One approach to overcoming, or at least easing, the complexity of judging individual cases is the use of metrics or statistical calculations to measure impact or influence. This has been an area of increasing interest even with traditional publications. This measure of impact is often represented by a statistical measure such as the ‘h-index’, which is based upon bibliometric calculations of citations using a specific set of publisher databases. This measure seeks to identify references to one publication within another giving ‘an estimate of the importance, significance, and broad impact of a scientist's cumulative research contributions’ (Hirsch, 2005). Promising though this may sound it is a system that can be cheated, or gamed (Falagas and Alexiou, 2008), for instance, by authors referencing previous papers or between groups, and so a continual cycle of detecting such behaviours and then eliminating them is entered into, rather akin to the battle fought between computer-virus makers and antivirus software. The Research Excellence Framework (REF) examined the potential of using such measures as a part of the assessment process and found that currently available systems and data were ‘not sufficiently robust to be used formulaically or as a primary indicator of quality; but there is considerable scope for it to inform and enhance the process of expert review’ (HEFCE, 2010).
There are at least three further degrees of separation from this walled garden approach to citations. The first is to use data outside of a proprietary database as a measure of an article's impact. This ‘webometrics’ approach was identified early on as offering potential to get richer information about the use of an article, by analysing the links to an article, downloads from a server and citations across the web (e.g. Marek and Valauskas, 2002). Cronin et al. (1998) argue that this data could ‘give substance to modes of influence which have historically been backgrounded in narratives of science’.
The next step is to broaden this webometrics approach to include the more social, Web 2.0 tools. This covers references to articles in social networks such as Twitter and blogs, social bookmarking tools such as CiteULike and recommendation tools such as Digg (Patterson, 2009). This recognises that a good deal of academic discourse now takes place outside of the formal journal, and there is a wealth of data that can add to the overall representation of an article's influence.
The ease of participation, which is a key characteristic of these tools, also makes them even more subject to potential gaming. As Priem and Hemminger (2010) report, there are services which can attempt to increase the references from services such as Digg to a site (or article) for a fee. But they are reasonably optimistic that gaming can be controlled, proposing that ‘one particular virtue of an approach examining multiple social media ecosystems is that data from different sources could be cross-calibrated, exposing suspicious patterns invisible in single source’.

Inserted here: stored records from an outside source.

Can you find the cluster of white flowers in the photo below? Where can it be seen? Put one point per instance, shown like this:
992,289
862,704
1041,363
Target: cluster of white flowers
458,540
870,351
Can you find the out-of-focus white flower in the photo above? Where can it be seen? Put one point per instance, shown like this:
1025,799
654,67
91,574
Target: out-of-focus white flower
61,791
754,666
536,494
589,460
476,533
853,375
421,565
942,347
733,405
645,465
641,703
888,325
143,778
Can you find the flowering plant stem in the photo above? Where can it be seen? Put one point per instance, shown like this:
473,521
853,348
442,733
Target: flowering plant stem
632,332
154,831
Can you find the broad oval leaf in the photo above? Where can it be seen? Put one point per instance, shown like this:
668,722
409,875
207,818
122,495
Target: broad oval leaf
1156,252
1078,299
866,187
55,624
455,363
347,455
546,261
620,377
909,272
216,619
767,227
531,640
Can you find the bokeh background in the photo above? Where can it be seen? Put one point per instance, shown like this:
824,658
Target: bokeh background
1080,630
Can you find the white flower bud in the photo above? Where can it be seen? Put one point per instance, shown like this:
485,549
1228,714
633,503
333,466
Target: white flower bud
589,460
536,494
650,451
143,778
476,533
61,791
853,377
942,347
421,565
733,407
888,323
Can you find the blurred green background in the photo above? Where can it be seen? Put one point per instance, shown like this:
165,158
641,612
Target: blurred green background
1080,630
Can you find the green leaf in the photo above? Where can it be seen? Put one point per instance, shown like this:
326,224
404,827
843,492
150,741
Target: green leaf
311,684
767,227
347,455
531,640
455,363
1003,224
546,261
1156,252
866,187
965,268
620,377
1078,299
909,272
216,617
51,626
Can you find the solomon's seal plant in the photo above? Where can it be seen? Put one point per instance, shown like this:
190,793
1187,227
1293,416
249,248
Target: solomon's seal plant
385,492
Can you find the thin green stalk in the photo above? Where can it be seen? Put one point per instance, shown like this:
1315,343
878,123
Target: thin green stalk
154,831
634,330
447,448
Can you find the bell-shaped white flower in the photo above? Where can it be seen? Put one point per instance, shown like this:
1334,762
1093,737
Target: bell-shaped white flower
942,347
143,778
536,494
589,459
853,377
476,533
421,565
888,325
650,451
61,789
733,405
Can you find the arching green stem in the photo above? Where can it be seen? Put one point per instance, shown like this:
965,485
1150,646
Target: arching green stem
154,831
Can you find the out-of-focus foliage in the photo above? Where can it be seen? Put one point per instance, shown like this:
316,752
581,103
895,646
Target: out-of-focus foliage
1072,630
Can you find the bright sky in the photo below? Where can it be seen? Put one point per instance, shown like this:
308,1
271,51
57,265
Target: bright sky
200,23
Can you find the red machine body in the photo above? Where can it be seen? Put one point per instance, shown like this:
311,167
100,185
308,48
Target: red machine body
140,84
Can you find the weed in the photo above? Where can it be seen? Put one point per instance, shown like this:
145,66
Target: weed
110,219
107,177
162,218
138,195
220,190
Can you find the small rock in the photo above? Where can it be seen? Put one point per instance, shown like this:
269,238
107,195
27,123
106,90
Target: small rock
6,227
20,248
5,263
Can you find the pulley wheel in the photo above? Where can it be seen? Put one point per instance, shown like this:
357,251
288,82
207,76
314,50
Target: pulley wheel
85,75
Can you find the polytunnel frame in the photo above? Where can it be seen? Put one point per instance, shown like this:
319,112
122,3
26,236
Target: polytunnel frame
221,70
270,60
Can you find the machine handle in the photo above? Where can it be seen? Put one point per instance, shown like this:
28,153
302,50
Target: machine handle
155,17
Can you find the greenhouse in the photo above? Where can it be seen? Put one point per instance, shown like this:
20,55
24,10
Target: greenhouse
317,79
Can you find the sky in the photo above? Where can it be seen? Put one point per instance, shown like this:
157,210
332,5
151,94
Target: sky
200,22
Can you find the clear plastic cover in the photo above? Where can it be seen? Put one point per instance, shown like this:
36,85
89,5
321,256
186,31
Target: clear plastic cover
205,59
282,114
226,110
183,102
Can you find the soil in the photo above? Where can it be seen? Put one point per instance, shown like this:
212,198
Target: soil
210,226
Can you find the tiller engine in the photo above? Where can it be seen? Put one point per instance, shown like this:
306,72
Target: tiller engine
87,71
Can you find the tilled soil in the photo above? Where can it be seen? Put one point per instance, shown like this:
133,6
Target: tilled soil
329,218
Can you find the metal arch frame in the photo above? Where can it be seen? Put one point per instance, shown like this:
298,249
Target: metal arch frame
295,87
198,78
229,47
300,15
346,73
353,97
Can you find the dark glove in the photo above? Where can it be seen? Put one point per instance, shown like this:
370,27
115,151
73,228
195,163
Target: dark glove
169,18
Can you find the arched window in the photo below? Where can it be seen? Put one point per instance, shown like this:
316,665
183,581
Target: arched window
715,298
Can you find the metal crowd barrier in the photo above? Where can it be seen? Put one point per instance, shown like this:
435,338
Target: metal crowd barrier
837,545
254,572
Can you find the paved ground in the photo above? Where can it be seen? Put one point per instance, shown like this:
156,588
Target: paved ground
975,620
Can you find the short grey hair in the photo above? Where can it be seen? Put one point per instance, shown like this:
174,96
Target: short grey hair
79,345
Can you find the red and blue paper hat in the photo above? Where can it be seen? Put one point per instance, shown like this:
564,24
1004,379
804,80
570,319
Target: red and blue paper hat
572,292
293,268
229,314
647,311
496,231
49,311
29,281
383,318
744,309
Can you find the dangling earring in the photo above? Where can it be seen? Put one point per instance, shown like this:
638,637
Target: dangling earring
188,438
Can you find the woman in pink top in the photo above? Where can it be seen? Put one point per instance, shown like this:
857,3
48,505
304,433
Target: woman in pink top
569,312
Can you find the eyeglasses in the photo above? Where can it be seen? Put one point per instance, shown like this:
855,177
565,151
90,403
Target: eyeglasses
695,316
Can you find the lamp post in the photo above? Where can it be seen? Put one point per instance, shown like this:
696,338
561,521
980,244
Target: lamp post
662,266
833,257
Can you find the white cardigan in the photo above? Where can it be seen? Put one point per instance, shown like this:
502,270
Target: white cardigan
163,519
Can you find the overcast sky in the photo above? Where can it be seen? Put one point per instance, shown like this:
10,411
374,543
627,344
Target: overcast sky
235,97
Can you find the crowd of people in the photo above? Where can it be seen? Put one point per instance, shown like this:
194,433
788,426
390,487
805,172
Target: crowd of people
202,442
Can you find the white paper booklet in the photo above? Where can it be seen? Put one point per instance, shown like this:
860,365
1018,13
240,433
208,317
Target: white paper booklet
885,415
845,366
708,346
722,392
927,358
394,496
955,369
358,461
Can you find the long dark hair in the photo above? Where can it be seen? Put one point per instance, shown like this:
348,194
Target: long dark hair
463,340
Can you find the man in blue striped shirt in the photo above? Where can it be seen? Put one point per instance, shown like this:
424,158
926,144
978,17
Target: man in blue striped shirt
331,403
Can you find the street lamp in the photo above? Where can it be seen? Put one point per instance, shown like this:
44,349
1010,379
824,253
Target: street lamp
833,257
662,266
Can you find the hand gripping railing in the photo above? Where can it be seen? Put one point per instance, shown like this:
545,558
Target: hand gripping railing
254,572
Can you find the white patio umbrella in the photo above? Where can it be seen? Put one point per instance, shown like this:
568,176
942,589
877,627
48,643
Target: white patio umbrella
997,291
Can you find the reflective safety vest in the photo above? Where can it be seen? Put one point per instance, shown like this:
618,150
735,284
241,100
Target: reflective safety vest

A more radical move away from the citation work that has been conducted so far is to extend metrics to outputs beyond the academic article. A digital scholar is likely to have a distributed online identity, all of which can be seen to represent factors such as reputation, impact, influence and productivity. Establishing a digital scholar footprint across these services is problematic because people will use different tools, so the standard unit of the scholarly article is lacking. Nevertheless one could begin to establish a representation of scholarly activity by analysing data from a number of sites, such as the individual's blog, Twitter, Slideshare and YouTube accounts, and then also using the webometrics approach to analyse the references to these outputs from elsewhere. A number of existing tools seek to perform this function for blogs; for example, PostRank tracks the conversation around blog posts, including comments, Twitter links and delicious bookmarks. These metrics are not without their problems and achieving a robust measure is still some way off, but there is a wealth of data now available which can add to the overall case an individual makes.